The author argues that the Indian Airlines hijacking could have been handled in a more appropriate fashion, and accuses the BJP government of a delayed response. He also points a finger at it for intelligence failure when it came to Kargil. He obviously blames Musharraf for destroying the spirit festered by Vajpayee Lahore trip, but says that it could not have been planned without PM Sharif being at least somewhat in the picture. He believes that Sharif was informed in general terms about some action to be taken but not about its specifics. The army had decided how to tell Sharif and how much to withhold from him. In any event, the PM was comfortable with the fact that he had installed his own man as army chief, and did not think that Musharraf would do anything as audacious as undermine the India-friendly policy set in motion by Pakistan’s most powerful civilian PM. Amit alleges that the Indians were let down by the invasion as it showed that following the Lahore trip, `the winds of change were blowing, but they were blowing from India to Pakistan and not back. This is truly sad. The two chapters on Kargil are some of the best in the book and go to show, to quote Amit, that Kargil was a diplomatic disaster of epic proportions for Pakistan. It exposed the state as a liar. Meanwhile the restraint shown by India earned it considerable respect abroad; it demonstrated that India was acting with moderation in the face of extreme provocation from Pakistan.

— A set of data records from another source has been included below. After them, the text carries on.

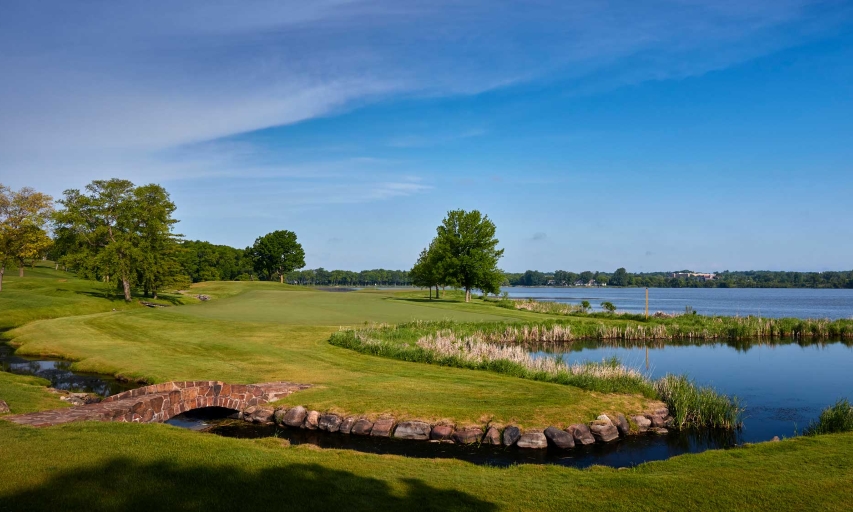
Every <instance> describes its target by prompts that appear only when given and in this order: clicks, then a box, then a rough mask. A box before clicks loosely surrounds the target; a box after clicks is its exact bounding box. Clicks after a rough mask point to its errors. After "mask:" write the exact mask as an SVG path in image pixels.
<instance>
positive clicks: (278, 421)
mask: <svg viewBox="0 0 853 512" xmlns="http://www.w3.org/2000/svg"><path fill="white" fill-rule="evenodd" d="M286 413H287V409H276V410H275V412H274V413H273V416H272V417H273V421H275V422H276V423H277V424H279V425H283V424H284V415H285V414H286Z"/></svg>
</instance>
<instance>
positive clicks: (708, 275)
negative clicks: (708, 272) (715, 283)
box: [669, 272, 717, 281]
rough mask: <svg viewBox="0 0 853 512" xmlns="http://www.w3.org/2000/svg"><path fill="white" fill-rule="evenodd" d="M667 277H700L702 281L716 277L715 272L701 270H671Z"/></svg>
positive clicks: (679, 277)
mask: <svg viewBox="0 0 853 512" xmlns="http://www.w3.org/2000/svg"><path fill="white" fill-rule="evenodd" d="M669 277H675V278H679V279H680V278H684V279H691V278H695V279H701V280H703V281H711V280H713V279H714V278H716V277H717V274H705V273H702V272H673V273H672V274H670V275H669Z"/></svg>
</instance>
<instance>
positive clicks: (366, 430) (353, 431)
mask: <svg viewBox="0 0 853 512" xmlns="http://www.w3.org/2000/svg"><path fill="white" fill-rule="evenodd" d="M372 429H373V422H372V421H370V420H368V419H364V418H361V419H360V420H358V421H356V422H355V424H354V425H353V426H352V433H353V434H355V435H357V436H366V435H368V434H370V431H371V430H372Z"/></svg>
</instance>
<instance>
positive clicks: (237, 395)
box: [3, 380, 311, 427]
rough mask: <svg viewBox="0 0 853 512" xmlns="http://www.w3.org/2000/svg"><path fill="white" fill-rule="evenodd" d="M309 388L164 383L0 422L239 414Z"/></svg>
mask: <svg viewBox="0 0 853 512" xmlns="http://www.w3.org/2000/svg"><path fill="white" fill-rule="evenodd" d="M309 387H311V385H310V384H296V383H293V382H265V383H262V384H227V383H225V382H220V381H214V380H196V381H185V382H166V383H163V384H154V385H152V386H145V387H142V388H137V389H132V390H130V391H125V392H123V393H119V394H116V395H113V396H110V397H108V398H105V399H104V400H102V401H101V402H99V403H96V404H89V405H81V406H78V407H70V408H68V409H56V410H52V411H41V412H34V413H29V414H19V415H15V416H5V417H3V419H5V420H8V421H12V422H14V423H19V424H21V425H31V426H35V427H47V426H50V425H58V424H61V423H69V422H72V421H86V420H90V421H125V422H137V423H156V422H163V421H166V420H168V419H169V418H171V417H173V416H177V415H178V414H181V413H182V412H187V411H191V410H193V409H200V408H202V407H225V408H227V409H233V410H235V411H238V412H241V413H242V412H243V411H244V410H245V409H247V408H249V407H254V406H260V405H264V404H266V403H268V402H274V401H275V400H278V399H280V398H282V397H285V396H287V395H289V394H291V393H293V392H295V391H299V390H302V389H305V388H309Z"/></svg>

The book concludes with an analysis of the growing Talibanisation in Pakistan. The tragedy is that a foreign journalist is able to so succinctly and correctly analyse the problems — even indirectly propose a solution — after living in the country for only three years, while our ruling class is so busy exploiting the national resources that it remains clueless with regards to a solution. Clearly they could not care less.